第五話「みこみ ほっとけーき」
朝、この家の誰よりも早く目覚める。
でもたぶん、日本時間にして午前十時はすぎているはずだ。皆朝に弱い。
俺は毛布をどかして、背伸びをする。
いるのは召喚されたときの小部屋。家具も何もないが、博士がなけなしの布団と、おさがりの服を持ってきてくれた。

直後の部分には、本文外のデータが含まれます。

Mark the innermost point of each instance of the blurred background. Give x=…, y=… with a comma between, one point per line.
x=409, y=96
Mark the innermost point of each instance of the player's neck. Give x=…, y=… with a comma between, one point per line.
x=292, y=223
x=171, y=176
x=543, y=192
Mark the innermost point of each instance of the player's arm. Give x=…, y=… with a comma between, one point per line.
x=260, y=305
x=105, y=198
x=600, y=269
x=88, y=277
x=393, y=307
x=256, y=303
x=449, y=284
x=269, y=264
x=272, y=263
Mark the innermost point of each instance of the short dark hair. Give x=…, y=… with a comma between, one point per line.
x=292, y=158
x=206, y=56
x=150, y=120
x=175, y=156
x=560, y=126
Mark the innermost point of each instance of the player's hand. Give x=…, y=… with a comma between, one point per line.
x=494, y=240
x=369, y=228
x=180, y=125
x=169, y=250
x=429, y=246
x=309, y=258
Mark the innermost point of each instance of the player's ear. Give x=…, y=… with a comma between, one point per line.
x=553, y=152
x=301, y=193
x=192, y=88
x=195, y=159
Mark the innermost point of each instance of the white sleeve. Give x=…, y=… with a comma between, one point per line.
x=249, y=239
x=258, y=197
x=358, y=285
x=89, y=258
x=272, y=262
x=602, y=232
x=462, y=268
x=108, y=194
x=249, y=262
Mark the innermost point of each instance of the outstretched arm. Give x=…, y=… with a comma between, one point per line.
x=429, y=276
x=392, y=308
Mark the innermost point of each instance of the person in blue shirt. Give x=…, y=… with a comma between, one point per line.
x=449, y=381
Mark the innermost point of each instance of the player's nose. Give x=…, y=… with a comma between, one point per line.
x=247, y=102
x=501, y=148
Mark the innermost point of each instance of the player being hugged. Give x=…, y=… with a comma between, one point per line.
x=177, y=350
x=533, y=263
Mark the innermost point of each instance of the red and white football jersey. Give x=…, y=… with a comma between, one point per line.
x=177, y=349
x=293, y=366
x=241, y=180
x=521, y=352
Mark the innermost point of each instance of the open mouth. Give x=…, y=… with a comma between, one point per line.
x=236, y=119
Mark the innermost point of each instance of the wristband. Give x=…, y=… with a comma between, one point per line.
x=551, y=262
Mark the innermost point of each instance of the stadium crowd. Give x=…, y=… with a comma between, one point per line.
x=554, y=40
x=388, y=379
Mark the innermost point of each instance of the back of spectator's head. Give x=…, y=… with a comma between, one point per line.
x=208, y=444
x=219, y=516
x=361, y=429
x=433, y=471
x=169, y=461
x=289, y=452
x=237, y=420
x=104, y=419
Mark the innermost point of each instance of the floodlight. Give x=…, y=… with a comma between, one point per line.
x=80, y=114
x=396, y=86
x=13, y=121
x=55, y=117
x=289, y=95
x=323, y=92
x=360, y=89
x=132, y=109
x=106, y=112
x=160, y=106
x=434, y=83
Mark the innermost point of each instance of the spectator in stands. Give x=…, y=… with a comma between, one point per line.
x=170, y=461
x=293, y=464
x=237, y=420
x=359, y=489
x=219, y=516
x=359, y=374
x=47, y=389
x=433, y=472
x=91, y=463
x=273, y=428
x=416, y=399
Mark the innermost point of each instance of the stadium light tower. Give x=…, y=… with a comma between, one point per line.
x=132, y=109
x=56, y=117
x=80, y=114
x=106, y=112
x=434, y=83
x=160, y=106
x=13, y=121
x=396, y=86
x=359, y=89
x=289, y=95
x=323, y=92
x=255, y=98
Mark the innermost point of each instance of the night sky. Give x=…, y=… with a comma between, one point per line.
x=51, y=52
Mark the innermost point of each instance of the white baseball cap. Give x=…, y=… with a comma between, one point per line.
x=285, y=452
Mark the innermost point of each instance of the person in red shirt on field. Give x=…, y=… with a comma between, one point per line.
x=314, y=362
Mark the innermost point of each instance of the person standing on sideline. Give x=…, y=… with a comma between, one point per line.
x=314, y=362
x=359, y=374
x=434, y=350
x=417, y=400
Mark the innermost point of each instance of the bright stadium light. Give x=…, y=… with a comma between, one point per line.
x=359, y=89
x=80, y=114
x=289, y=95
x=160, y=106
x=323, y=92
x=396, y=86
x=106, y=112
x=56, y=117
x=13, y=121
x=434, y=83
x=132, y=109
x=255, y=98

俺にはぴったりだけど、じじいの服にしては小さいよなこれ。
部屋を出て、キッチンに向かう。栄養汁のために作られた、栄養汁のように生活観の少ない場所だ。掃除はどうしているのだろう。
とにかく、作業に取り掛かろう。
俺がフランに取り入るために、料理をする。
とはいえ、俺のような人間が美味い料理を作れるかといえば否だ。母親にまかせっきりで、家事を手伝うなんて本当に年に数回ある程度だろう。
それでも、俺には一つだけできる料理がある。
休日、外にも出ない。外に出ようとしない俺が、何かおいしいおやつを食べようとする。でも両親は冷蔵庫には何も残してくれない。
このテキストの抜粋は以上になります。